Some farmers had to wait up to eight months to harvest the fish, compared with six months previously.
Caged fish breeder Zulkafli Yahya said this started following the dry season in 2013 and 2014, and the floods, which swept away most of the cages and caused river water to be murky.
The 36-year-old, who has been breeding fish in Kampung Pangsenam here since 2007, said just when breeders were recovering from the floods, they were hit by the El Nino phenomenon, causing them to suffer more losses.
“These days, the weather is unpredictable. Sometimes, the river experiences high tide several times a week. And, farmers usually face problems when there is a sudden drop in river water level.
“The farm here used to have 200 cages. Now, we have only 52 cages. The floods in 2014 and 2015 hit the caged fish industry badly and changed the river’s course.
“When it rains, the water level rise and river water will be murky. During low tide, the water level will drop, leaving fish in shallow waters.”
He said a full harvest season usually lasted six to seven months.
He said it was tough for breeders to meet orders placed by restaurants, and some of them were forced to team up.
He said most breeders now preferred to sell fish to customers who stopped at their roadside stalls.
“Some breeders supply fish to restaurants in Kuala Lumpur up to three times a week. If the production continues to drop, how are we going to meet the demand?
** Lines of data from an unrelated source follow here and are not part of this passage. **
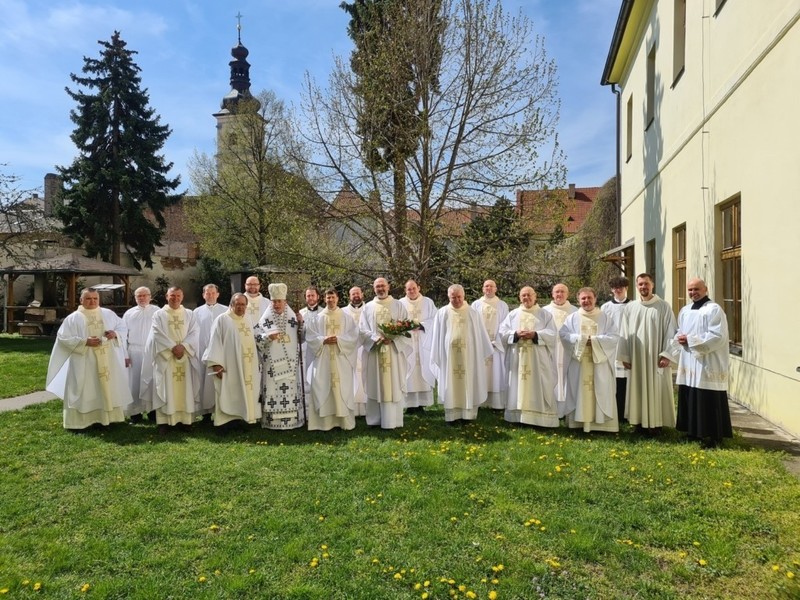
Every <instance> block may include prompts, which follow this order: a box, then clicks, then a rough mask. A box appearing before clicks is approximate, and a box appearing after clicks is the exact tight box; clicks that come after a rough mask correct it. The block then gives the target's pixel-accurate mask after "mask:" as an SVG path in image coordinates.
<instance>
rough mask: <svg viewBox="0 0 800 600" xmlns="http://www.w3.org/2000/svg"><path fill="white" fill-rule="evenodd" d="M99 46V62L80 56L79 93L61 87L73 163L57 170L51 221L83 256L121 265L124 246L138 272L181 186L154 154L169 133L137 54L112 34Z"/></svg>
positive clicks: (91, 58)
mask: <svg viewBox="0 0 800 600" xmlns="http://www.w3.org/2000/svg"><path fill="white" fill-rule="evenodd" d="M98 43H99V44H100V45H101V46H102V48H103V49H102V51H101V53H100V58H98V59H95V58H89V57H84V65H83V73H84V76H79V75H75V74H74V73H72V74H70V78H71V79H72V81H73V82H74V83H75V84H76V85H77V86H79V89H77V90H71V89H70V88H66V91H67V94H69V96H70V97H71V98H72V99H73V100H75V102H76V103H77V106H76V108H74V109H73V110H71V111H70V118H71V119H72V121H73V123H75V130H74V131H73V132H72V135H71V136H70V137H71V139H72V141H73V142H74V143H75V146H76V147H77V149H78V156H77V157H76V158H75V160H74V161H73V162H72V164H71V165H69V166H68V167H58V171H59V174H60V176H61V179H62V186H63V187H62V194H61V199H62V203H61V205H60V206H59V207H58V215H59V217H60V218H61V220H62V221H63V223H64V233H65V234H67V235H68V236H69V237H70V238H71V239H72V240H73V242H74V243H75V244H76V245H77V246H79V247H83V248H84V249H85V250H86V253H87V254H88V255H89V256H90V257H97V256H99V257H100V258H102V259H103V260H106V261H110V262H112V263H114V264H120V258H121V256H120V254H121V250H120V248H121V247H122V246H124V248H125V250H126V251H127V252H128V254H129V255H130V256H131V258H132V260H133V263H134V265H135V266H136V267H137V268H141V263H142V262H143V263H144V264H145V266H147V267H152V264H153V263H152V255H153V253H154V251H155V247H156V246H157V245H158V244H159V243H160V242H161V235H162V232H163V229H164V225H165V222H164V210H165V209H166V208H167V207H168V206H169V205H170V204H172V203H173V202H174V201H175V197H174V196H171V195H170V192H173V191H174V190H175V189H176V188H177V187H178V186H179V185H180V178H179V177H175V178H174V179H173V178H170V177H168V173H169V170H170V169H171V168H172V163H167V162H165V159H164V156H163V155H162V154H161V149H162V148H163V146H164V143H165V142H166V140H167V138H168V137H169V134H170V133H171V131H170V128H169V127H168V126H167V125H163V124H161V122H160V117H159V116H158V115H157V114H156V112H155V110H154V109H152V108H151V107H150V106H149V102H150V99H149V95H148V93H147V90H146V89H142V88H141V77H140V76H139V72H140V71H141V69H140V68H139V66H138V65H137V64H136V63H135V62H134V61H133V56H134V55H135V54H137V52H136V51H133V50H129V49H127V48H126V43H125V42H124V41H123V40H122V39H121V38H120V34H119V32H118V31H115V32H114V35H113V36H112V37H111V41H110V42H106V41H102V40H100V41H98Z"/></svg>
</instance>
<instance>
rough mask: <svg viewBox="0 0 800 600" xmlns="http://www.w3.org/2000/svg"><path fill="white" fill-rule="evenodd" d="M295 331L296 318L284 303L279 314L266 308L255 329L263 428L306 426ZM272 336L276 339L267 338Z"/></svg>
mask: <svg viewBox="0 0 800 600" xmlns="http://www.w3.org/2000/svg"><path fill="white" fill-rule="evenodd" d="M299 330H300V323H299V321H298V320H297V315H295V314H294V311H293V310H292V309H291V308H290V307H289V305H288V304H285V305H284V308H283V312H282V313H277V312H275V309H274V307H273V306H270V307H269V308H268V309H267V312H265V313H264V314H263V315H262V316H261V320H260V321H259V323H258V326H257V327H256V344H257V345H258V351H259V354H260V356H261V404H262V407H261V410H262V411H263V414H262V417H261V426H262V427H263V428H264V429H297V428H298V427H302V426H303V425H305V423H306V418H305V405H304V404H305V399H304V398H303V381H302V377H303V373H302V371H301V369H300V344H299ZM274 334H278V337H277V338H275V339H274V340H272V339H270V338H269V336H271V335H274Z"/></svg>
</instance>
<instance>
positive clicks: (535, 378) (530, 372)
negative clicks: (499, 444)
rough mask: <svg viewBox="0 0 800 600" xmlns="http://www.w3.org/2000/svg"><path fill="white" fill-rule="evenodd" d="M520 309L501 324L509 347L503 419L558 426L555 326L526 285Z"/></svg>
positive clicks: (547, 313)
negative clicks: (505, 399) (555, 352)
mask: <svg viewBox="0 0 800 600" xmlns="http://www.w3.org/2000/svg"><path fill="white" fill-rule="evenodd" d="M519 300H520V306H519V308H515V309H514V310H512V311H511V312H510V313H509V315H508V317H506V318H505V319H504V320H503V322H502V323H501V324H500V336H501V338H502V339H503V343H504V344H505V346H506V363H507V368H508V403H507V405H506V410H505V413H504V418H505V420H506V421H508V422H509V423H525V424H527V425H537V426H539V427H558V425H559V422H558V405H557V403H556V398H555V384H554V381H555V363H554V362H553V356H552V352H553V349H554V348H555V344H556V336H557V335H558V333H557V332H556V324H555V322H554V321H553V317H552V315H551V314H550V313H549V312H547V311H546V310H544V309H543V308H541V307H539V306H538V305H537V304H536V292H535V291H534V289H533V288H532V287H529V286H525V287H523V288H522V289H521V290H520V292H519Z"/></svg>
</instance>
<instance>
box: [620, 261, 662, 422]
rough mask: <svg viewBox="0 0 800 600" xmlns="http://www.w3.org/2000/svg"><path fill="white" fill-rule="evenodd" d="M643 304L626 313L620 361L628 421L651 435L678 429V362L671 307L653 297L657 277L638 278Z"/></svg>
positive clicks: (635, 301)
mask: <svg viewBox="0 0 800 600" xmlns="http://www.w3.org/2000/svg"><path fill="white" fill-rule="evenodd" d="M636 288H637V290H638V291H639V296H640V300H639V301H634V302H630V303H628V304H627V305H626V306H625V310H624V311H623V313H622V324H621V326H620V331H619V334H620V337H621V340H620V345H619V353H618V357H619V360H621V361H622V364H623V365H624V366H625V368H626V369H629V374H628V389H627V394H626V401H625V409H626V414H625V417H626V418H627V419H628V421H629V422H630V423H631V424H632V425H640V426H641V428H642V429H644V430H649V431H648V433H650V434H654V433H657V432H658V430H659V429H660V428H661V427H675V398H674V396H673V393H672V367H671V365H672V363H676V362H677V356H675V352H676V350H675V348H674V346H673V342H672V339H673V337H675V327H676V323H675V315H674V314H673V313H672V308H671V307H670V305H669V304H668V303H667V302H665V301H664V300H662V299H661V298H659V297H658V296H657V295H655V294H654V293H653V277H652V276H651V275H649V274H648V273H642V274H641V275H639V276H637V277H636Z"/></svg>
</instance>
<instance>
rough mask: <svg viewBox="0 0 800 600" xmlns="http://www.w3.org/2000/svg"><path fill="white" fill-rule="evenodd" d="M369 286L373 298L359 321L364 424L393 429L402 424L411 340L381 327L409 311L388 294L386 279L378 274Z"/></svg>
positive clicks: (368, 303) (368, 304)
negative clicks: (366, 406)
mask: <svg viewBox="0 0 800 600" xmlns="http://www.w3.org/2000/svg"><path fill="white" fill-rule="evenodd" d="M372 287H373V289H374V290H375V297H374V298H373V299H372V300H371V301H369V302H368V303H367V305H366V306H365V307H364V311H363V312H362V313H361V322H360V323H359V329H360V330H361V335H362V338H363V340H364V387H365V389H366V390H367V425H372V426H378V425H380V426H381V427H382V428H383V429H395V428H397V427H402V426H403V409H404V408H405V403H406V398H405V396H406V380H407V378H408V359H409V356H410V355H411V352H412V350H411V340H409V339H408V338H406V337H402V336H386V335H384V333H383V332H382V331H381V328H380V326H381V325H384V324H386V323H389V322H391V321H406V320H408V313H407V312H406V309H405V308H403V305H402V304H400V302H399V301H398V300H395V299H394V298H392V297H391V296H390V295H389V282H388V281H386V279H384V278H383V277H378V279H376V280H375V282H374V283H373V286H372Z"/></svg>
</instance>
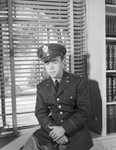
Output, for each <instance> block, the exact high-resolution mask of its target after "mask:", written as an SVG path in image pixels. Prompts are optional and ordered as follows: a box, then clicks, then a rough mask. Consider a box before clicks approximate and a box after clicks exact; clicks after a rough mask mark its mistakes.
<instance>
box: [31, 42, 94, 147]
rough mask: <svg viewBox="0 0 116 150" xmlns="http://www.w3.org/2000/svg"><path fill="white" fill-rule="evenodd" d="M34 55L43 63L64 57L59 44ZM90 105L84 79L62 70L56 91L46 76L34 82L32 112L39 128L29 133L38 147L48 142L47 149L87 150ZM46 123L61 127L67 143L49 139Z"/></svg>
mask: <svg viewBox="0 0 116 150" xmlns="http://www.w3.org/2000/svg"><path fill="white" fill-rule="evenodd" d="M37 54H38V57H39V58H41V59H42V60H43V61H44V62H45V61H50V60H52V59H53V58H54V57H56V56H59V55H60V56H64V55H65V54H66V49H65V48H64V46H62V45H60V44H54V43H53V44H46V45H43V46H42V47H40V49H39V50H38V52H37ZM90 108H91V107H90V100H89V95H88V84H87V80H86V79H85V78H83V77H80V76H78V75H74V74H72V73H68V72H66V71H63V76H62V78H61V81H60V85H59V88H58V91H57V92H56V91H55V88H54V83H53V80H52V78H51V77H48V78H46V79H45V80H43V81H42V82H40V83H39V84H38V85H37V99H36V109H35V115H36V117H37V119H38V122H39V123H40V125H41V128H40V129H38V130H36V131H35V132H34V133H33V137H34V139H35V140H36V142H37V143H38V145H39V146H40V145H41V146H47V145H49V146H48V147H49V148H48V149H50V150H64V149H65V150H89V149H90V148H91V147H92V146H93V142H92V138H91V135H90V132H89V129H88V127H87V121H88V118H89V115H90V110H91V109H90ZM49 126H62V127H63V128H64V129H65V131H66V132H65V135H66V136H67V137H68V139H69V142H68V143H67V144H65V145H58V144H57V143H56V142H53V139H52V138H51V137H50V136H49V133H50V131H51V129H50V128H49ZM50 145H51V146H50ZM50 147H51V148H50ZM48 149H47V150H48Z"/></svg>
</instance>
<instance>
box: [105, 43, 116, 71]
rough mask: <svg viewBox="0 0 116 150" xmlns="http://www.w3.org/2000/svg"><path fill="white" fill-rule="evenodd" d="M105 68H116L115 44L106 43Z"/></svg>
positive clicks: (115, 45)
mask: <svg viewBox="0 0 116 150" xmlns="http://www.w3.org/2000/svg"><path fill="white" fill-rule="evenodd" d="M106 70H116V45H115V44H113V43H106Z"/></svg>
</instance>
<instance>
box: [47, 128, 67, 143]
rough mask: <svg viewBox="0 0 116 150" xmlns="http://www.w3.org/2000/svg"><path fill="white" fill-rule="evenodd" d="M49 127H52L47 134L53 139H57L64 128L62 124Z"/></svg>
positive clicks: (55, 140)
mask: <svg viewBox="0 0 116 150" xmlns="http://www.w3.org/2000/svg"><path fill="white" fill-rule="evenodd" d="M49 128H50V129H52V131H51V132H50V133H49V136H50V137H52V139H53V140H54V141H57V140H58V139H60V138H61V137H63V136H64V134H65V130H64V128H63V127H62V126H49Z"/></svg>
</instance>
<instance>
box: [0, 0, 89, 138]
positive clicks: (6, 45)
mask: <svg viewBox="0 0 116 150" xmlns="http://www.w3.org/2000/svg"><path fill="white" fill-rule="evenodd" d="M43 43H62V44H63V45H64V46H65V47H66V49H67V55H66V63H65V69H66V70H67V71H69V72H75V73H78V74H80V75H84V74H85V62H84V56H85V53H86V20H85V1H84V0H73V1H72V0H20V1H19V0H1V1H0V132H1V136H4V135H6V134H7V133H14V134H17V131H18V130H22V129H27V128H29V127H33V126H36V125H37V124H38V122H37V119H36V118H35V116H34V110H35V100H36V85H37V83H39V82H40V81H41V80H42V79H43V77H44V74H43V71H44V69H43V64H42V62H41V61H40V60H38V58H37V55H36V51H37V48H38V47H39V46H41V45H42V44H43Z"/></svg>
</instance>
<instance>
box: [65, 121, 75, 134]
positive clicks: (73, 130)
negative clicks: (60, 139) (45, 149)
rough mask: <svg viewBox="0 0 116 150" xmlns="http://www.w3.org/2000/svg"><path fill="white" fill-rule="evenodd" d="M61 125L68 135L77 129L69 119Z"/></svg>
mask: <svg viewBox="0 0 116 150" xmlns="http://www.w3.org/2000/svg"><path fill="white" fill-rule="evenodd" d="M62 127H63V128H64V129H65V131H66V134H68V135H70V134H72V133H73V132H74V131H75V130H77V127H76V125H75V124H74V122H73V121H72V120H71V119H69V120H67V121H66V122H65V123H64V124H62Z"/></svg>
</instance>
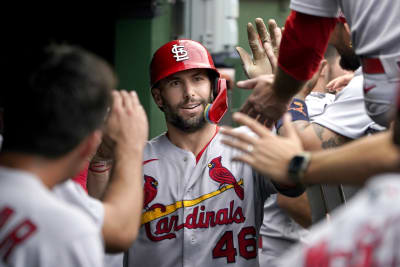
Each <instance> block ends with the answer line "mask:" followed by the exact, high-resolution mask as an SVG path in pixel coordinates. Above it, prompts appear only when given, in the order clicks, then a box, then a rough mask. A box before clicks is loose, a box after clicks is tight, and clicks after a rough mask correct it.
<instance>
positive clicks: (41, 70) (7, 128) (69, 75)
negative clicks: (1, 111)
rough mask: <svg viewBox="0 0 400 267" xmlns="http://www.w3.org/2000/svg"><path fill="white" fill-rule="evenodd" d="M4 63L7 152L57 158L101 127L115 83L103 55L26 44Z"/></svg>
mask: <svg viewBox="0 0 400 267" xmlns="http://www.w3.org/2000/svg"><path fill="white" fill-rule="evenodd" d="M5 64H6V68H5V72H6V74H5V75H4V79H3V85H4V81H5V86H4V88H7V89H6V90H4V92H3V93H4V96H3V98H4V110H5V112H4V135H3V137H4V142H3V152H11V153H23V154H28V155H36V156H40V157H44V158H47V159H57V158H59V157H62V156H64V155H66V154H68V153H70V152H71V151H72V150H74V149H75V148H76V147H78V145H80V144H81V143H82V142H83V141H84V140H86V138H88V137H89V136H91V135H92V134H93V133H94V132H95V131H96V130H98V129H99V128H100V127H101V125H102V123H103V122H104V117H105V115H106V112H107V108H108V107H109V105H110V103H111V89H112V88H114V87H115V85H116V84H115V83H116V80H115V76H114V74H113V72H112V70H111V68H110V66H109V65H108V64H107V63H106V62H105V61H104V60H102V59H100V58H99V57H97V56H95V55H94V54H92V53H90V52H88V51H85V50H84V49H82V48H78V47H74V46H69V45H50V46H47V47H46V48H33V47H28V48H23V49H21V50H19V51H17V53H13V54H10V55H8V57H7V58H6V61H5ZM84 152H85V153H86V152H87V151H84ZM84 152H82V153H84Z"/></svg>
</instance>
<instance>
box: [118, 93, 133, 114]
mask: <svg viewBox="0 0 400 267" xmlns="http://www.w3.org/2000/svg"><path fill="white" fill-rule="evenodd" d="M120 94H121V99H122V105H123V107H124V108H126V109H129V110H132V109H133V100H132V97H131V95H130V94H129V93H128V92H127V91H126V90H121V91H120Z"/></svg>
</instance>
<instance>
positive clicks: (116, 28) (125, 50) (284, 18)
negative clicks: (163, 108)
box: [115, 0, 289, 138]
mask: <svg viewBox="0 0 400 267" xmlns="http://www.w3.org/2000/svg"><path fill="white" fill-rule="evenodd" d="M199 1H200V0H199ZM159 3H160V7H161V12H160V15H158V16H156V17H154V18H143V19H126V18H125V19H118V20H117V22H116V31H115V32H116V42H115V68H116V72H117V75H118V77H119V86H118V89H127V90H136V91H137V92H138V95H139V98H140V101H141V103H142V105H143V107H144V108H145V110H146V112H147V116H148V120H149V126H150V132H149V137H150V138H153V137H155V136H157V135H159V134H160V133H162V132H164V131H165V130H166V126H165V121H164V116H163V113H162V112H161V111H160V110H159V109H158V107H157V106H156V105H155V104H154V101H153V98H152V96H151V93H150V89H149V80H150V79H149V64H150V60H151V56H152V54H153V53H154V52H155V51H156V50H157V49H158V48H159V47H160V46H162V45H163V44H165V43H166V42H168V41H171V40H172V39H173V34H174V33H175V32H176V29H173V28H172V27H173V25H174V23H173V19H174V18H173V7H174V5H172V4H170V3H168V2H167V0H161V1H160V2H159ZM288 7H289V1H275V0H269V1H267V0H240V10H239V19H238V27H239V45H240V46H241V47H243V48H244V49H246V50H247V51H250V49H249V46H248V42H247V30H246V25H247V22H249V21H250V22H254V19H255V18H257V17H261V18H263V19H264V20H265V21H267V20H268V19H269V18H275V19H276V21H277V22H278V24H279V25H283V23H284V21H285V19H286V17H287V16H288V14H289V9H288ZM226 61H227V63H231V64H233V65H234V66H235V69H236V81H239V80H244V79H246V76H245V75H244V72H243V70H242V66H241V63H240V59H238V58H236V59H227V60H226ZM249 94H250V91H247V90H242V89H239V88H234V89H233V91H232V92H230V96H231V99H230V104H231V107H230V110H229V112H228V114H227V119H226V120H225V121H227V122H228V123H230V115H231V113H232V112H234V111H236V110H238V109H239V108H240V106H241V105H242V104H243V103H244V101H245V100H246V98H247V96H248V95H249Z"/></svg>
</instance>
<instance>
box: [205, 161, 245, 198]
mask: <svg viewBox="0 0 400 267" xmlns="http://www.w3.org/2000/svg"><path fill="white" fill-rule="evenodd" d="M221 159H222V157H221V156H219V157H216V158H214V159H213V160H211V162H210V163H208V168H209V169H210V170H209V174H210V177H211V179H213V180H214V181H216V182H218V183H219V185H220V187H221V186H222V185H224V184H232V185H233V189H234V190H235V192H236V194H237V196H238V197H239V198H240V199H241V200H243V197H244V190H243V188H242V187H241V186H240V185H239V184H238V182H237V181H236V179H235V177H234V176H233V175H232V173H231V172H230V171H229V170H228V169H227V168H225V167H224V166H222V163H221Z"/></svg>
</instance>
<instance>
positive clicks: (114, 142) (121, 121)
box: [93, 90, 149, 161]
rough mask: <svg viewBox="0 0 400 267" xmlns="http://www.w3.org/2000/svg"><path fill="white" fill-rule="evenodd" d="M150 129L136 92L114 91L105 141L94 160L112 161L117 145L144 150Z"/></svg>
mask: <svg viewBox="0 0 400 267" xmlns="http://www.w3.org/2000/svg"><path fill="white" fill-rule="evenodd" d="M148 127H149V126H148V122H147V117H146V113H145V111H144V109H143V107H142V105H141V104H140V102H139V99H138V97H137V94H136V92H134V91H132V92H130V93H128V92H126V91H124V90H122V91H114V92H113V105H112V108H111V110H110V115H109V117H108V119H107V121H106V124H105V130H104V135H103V140H102V143H101V144H100V146H99V148H98V150H97V153H96V155H95V157H94V159H93V160H94V161H99V160H101V161H107V160H112V159H113V158H114V152H115V151H114V150H115V146H116V145H117V146H119V147H123V148H129V147H131V148H132V149H136V148H139V149H140V150H142V149H143V147H144V145H145V142H146V141H147V138H148Z"/></svg>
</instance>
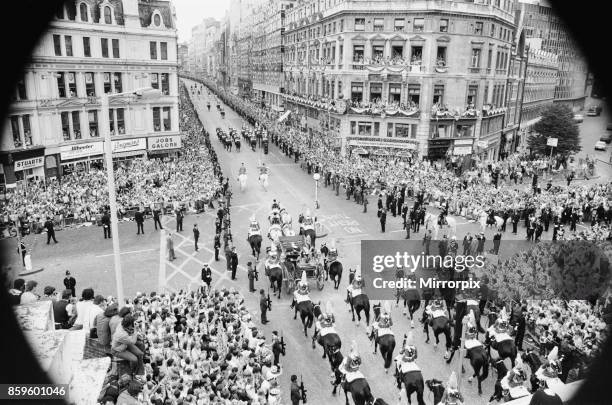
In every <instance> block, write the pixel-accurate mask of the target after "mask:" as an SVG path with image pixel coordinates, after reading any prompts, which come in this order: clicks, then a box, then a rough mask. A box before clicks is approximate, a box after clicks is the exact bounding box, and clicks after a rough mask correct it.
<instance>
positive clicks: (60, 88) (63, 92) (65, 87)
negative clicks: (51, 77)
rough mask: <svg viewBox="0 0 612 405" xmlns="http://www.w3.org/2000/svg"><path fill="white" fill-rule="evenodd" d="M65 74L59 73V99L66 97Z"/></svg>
mask: <svg viewBox="0 0 612 405" xmlns="http://www.w3.org/2000/svg"><path fill="white" fill-rule="evenodd" d="M64 78H65V77H64V73H57V94H58V97H59V98H64V97H66V81H65V80H64Z"/></svg>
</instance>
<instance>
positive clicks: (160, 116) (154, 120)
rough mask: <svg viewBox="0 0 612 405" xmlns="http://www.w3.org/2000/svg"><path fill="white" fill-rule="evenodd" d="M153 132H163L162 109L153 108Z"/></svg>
mask: <svg viewBox="0 0 612 405" xmlns="http://www.w3.org/2000/svg"><path fill="white" fill-rule="evenodd" d="M153 130H154V131H156V132H159V131H161V108H160V107H153Z"/></svg>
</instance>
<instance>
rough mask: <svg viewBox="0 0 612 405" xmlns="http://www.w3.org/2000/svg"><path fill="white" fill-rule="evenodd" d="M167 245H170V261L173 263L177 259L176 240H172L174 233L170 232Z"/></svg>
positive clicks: (167, 236)
mask: <svg viewBox="0 0 612 405" xmlns="http://www.w3.org/2000/svg"><path fill="white" fill-rule="evenodd" d="M166 244H167V245H168V260H169V261H172V260H174V259H176V255H175V254H174V240H172V232H168V236H167V237H166Z"/></svg>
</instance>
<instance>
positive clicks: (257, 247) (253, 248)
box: [248, 235, 262, 260]
mask: <svg viewBox="0 0 612 405" xmlns="http://www.w3.org/2000/svg"><path fill="white" fill-rule="evenodd" d="M261 240H262V238H261V235H251V236H249V238H248V241H249V245H251V252H252V253H253V256H255V257H256V258H257V260H259V254H260V253H261Z"/></svg>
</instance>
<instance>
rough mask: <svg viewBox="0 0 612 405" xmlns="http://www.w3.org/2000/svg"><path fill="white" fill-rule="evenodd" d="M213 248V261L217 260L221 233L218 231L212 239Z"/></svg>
mask: <svg viewBox="0 0 612 405" xmlns="http://www.w3.org/2000/svg"><path fill="white" fill-rule="evenodd" d="M214 248H215V261H216V262H218V261H219V249H221V234H220V233H219V232H217V233H216V235H215V240H214Z"/></svg>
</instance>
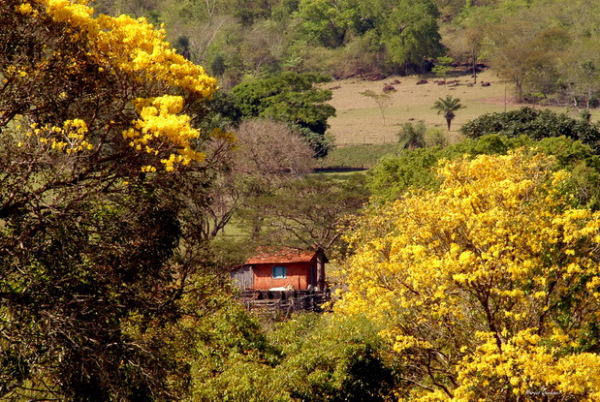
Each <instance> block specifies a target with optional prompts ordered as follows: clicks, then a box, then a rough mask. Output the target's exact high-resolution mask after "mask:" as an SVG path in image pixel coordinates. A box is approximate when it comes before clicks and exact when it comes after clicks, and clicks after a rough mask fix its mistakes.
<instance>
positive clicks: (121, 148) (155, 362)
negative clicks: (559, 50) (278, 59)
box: [0, 0, 228, 401]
“I dare not imagine what is in store for the industry in the future.”
Temerloh Youth Council chairman Saharuddin Ahmad, 32, said in the past, he and members of the council used to harvest up to a tonne of ikan patin per cage.
He said now, it took about eight months to harvest 1kg of the fish, compared with six months previously.
“Previously, we could earn RM5,000 per cage. Now, we earn RM3,000.”
Temerloh Bhd Caged Fish Breeders and Fishermen Cooperative chairman Datuk Abu Hanipah Majid said breeding ikan patin in fibreglass tanks could arrest the drop in production.
He said caged fish breeding technology in Sungai Pahang was introduced under the Integrated Agriculture Development project 30 years ago, and that it was time to move on to new methods.
“Most of the fish farmers here are established, with large capital. Our concern is the newcomers. Introducing the latest technology will allow them to learn and use it for the future.”
He said fibreglass tanks would pump water from the river into a special filter before releasing it into the tanks. The water would be channelled back into the river, which would allow fish to remain fresh.
“Tanks will be placed on higher ground and farmers do not have to worry about cages being swept away during floods, or fish dying during the dry season.
“Fibreglass tanks can last up to 15 years, compared with the seven years of a fish cage.”
Caged fish breeder Zakaria Hussin, 47, described the new technology as “easier said than done” as the cost to install the piping to pump river water and drain it back into the river would be expensive.
“Breeders are open to new ideas, but our concern is the cost and whether the technology can guarantee the quality of fish harvested.
“At the moment, demand is great, but supply remains uncertain due to several factors, including pollution, sand mining and the drop in water level in Sungai Pahang, believed to be due to logging upstream.